After three listens, I remain vaguely attracted to the idea of a one-word review: “Meh.” Nothing’s wrong with any particular track, but taken as a whole the album flirts with the snooze button. The Harlem Experiment (Ropeadope) is predominantly jazz-rock instrumentals, save for a few rapid-fire scat vocals, some random rhapsodizing about Harlem and a couple of traditional tunes. And while the spoken word bits were certainly intended to bridge it all together, it comes off as an unfocused afterthought.
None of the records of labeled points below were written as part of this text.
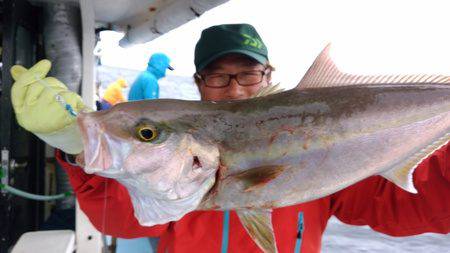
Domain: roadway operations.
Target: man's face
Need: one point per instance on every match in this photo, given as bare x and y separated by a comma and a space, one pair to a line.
232, 64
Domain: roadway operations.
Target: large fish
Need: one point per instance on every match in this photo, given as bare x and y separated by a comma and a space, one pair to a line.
253, 155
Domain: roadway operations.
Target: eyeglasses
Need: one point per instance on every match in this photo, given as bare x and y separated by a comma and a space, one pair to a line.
246, 78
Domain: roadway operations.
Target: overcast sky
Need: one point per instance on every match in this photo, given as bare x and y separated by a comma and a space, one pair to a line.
383, 36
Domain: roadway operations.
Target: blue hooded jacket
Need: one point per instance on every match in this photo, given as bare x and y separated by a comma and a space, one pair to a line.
146, 85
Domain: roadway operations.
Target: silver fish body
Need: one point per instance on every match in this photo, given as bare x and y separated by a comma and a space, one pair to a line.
253, 155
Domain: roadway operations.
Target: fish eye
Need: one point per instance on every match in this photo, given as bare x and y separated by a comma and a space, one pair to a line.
146, 133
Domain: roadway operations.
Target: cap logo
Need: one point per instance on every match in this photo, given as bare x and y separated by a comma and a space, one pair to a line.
251, 41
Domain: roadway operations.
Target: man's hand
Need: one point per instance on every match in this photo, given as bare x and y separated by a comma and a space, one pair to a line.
45, 107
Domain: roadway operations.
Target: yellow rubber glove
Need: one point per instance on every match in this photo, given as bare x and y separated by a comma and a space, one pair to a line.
45, 107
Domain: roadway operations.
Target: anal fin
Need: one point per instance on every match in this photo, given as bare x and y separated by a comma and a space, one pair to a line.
402, 175
258, 224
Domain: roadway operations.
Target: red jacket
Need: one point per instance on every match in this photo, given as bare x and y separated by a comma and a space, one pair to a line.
373, 201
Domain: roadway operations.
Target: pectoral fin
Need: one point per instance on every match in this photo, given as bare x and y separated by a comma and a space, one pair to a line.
258, 224
258, 177
402, 175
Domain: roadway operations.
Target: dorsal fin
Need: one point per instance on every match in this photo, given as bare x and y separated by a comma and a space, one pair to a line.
268, 90
324, 73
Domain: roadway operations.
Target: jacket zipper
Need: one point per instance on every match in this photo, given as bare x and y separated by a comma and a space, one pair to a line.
300, 228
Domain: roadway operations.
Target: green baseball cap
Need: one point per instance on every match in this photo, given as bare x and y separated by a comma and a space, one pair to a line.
219, 40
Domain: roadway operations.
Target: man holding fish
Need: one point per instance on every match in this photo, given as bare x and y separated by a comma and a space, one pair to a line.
234, 184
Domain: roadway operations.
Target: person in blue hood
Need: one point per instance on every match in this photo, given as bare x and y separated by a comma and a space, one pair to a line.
146, 85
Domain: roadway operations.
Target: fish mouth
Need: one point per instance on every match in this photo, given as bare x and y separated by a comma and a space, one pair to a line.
196, 164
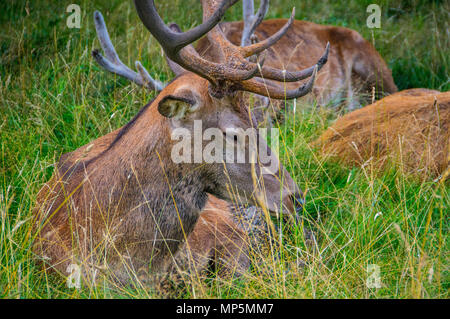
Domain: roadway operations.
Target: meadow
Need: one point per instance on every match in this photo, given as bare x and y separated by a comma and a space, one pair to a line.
54, 98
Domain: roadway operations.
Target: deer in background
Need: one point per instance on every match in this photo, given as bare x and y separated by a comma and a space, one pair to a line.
354, 67
120, 202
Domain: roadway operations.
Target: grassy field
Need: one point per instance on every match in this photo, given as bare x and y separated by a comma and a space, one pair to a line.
54, 98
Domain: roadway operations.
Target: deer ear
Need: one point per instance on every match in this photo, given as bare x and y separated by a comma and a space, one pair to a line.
176, 106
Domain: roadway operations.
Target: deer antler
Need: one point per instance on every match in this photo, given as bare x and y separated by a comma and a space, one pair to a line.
252, 20
233, 71
112, 62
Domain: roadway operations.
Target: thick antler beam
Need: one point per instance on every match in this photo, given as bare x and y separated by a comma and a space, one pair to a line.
112, 62
276, 92
289, 76
173, 42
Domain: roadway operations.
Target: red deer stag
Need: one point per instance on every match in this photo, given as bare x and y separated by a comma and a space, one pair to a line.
354, 66
410, 128
122, 202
However, there are some highlights. “It’s Just Begun” offers the most inspired, driven effort by the group while guitarist James Hunter excels in the Phil Spector-penned “A Rose in Spanish Harlem.” “Reefer Man,” a light ditty, aided by Taj Mahal‘s gravelly vocals, infuses big band swing with Caribbean-tinged rhythms. Finally, Bobbi Humphrey’s soul-jazz standard “Harlem River Drive” plays like a distant echo, with Steve Bernstein‘s (Sex Mob) trumpet acting as the siren call that keeps things together.

But, the effort is uneven. About half the tracks feature a sizable backbeat and thick groove but somewhat lackadaisical jamming. To some, this may be an outstanding exploration of minimalism, but the album becomes intriguing without being convincing. Indeed, it might make more sense as a b-sides and outtakes disc from a defunct all-star group rather than a first effort. This is exactly the type of band that likely excels in a live setting but has trouble translating that experience to the studio.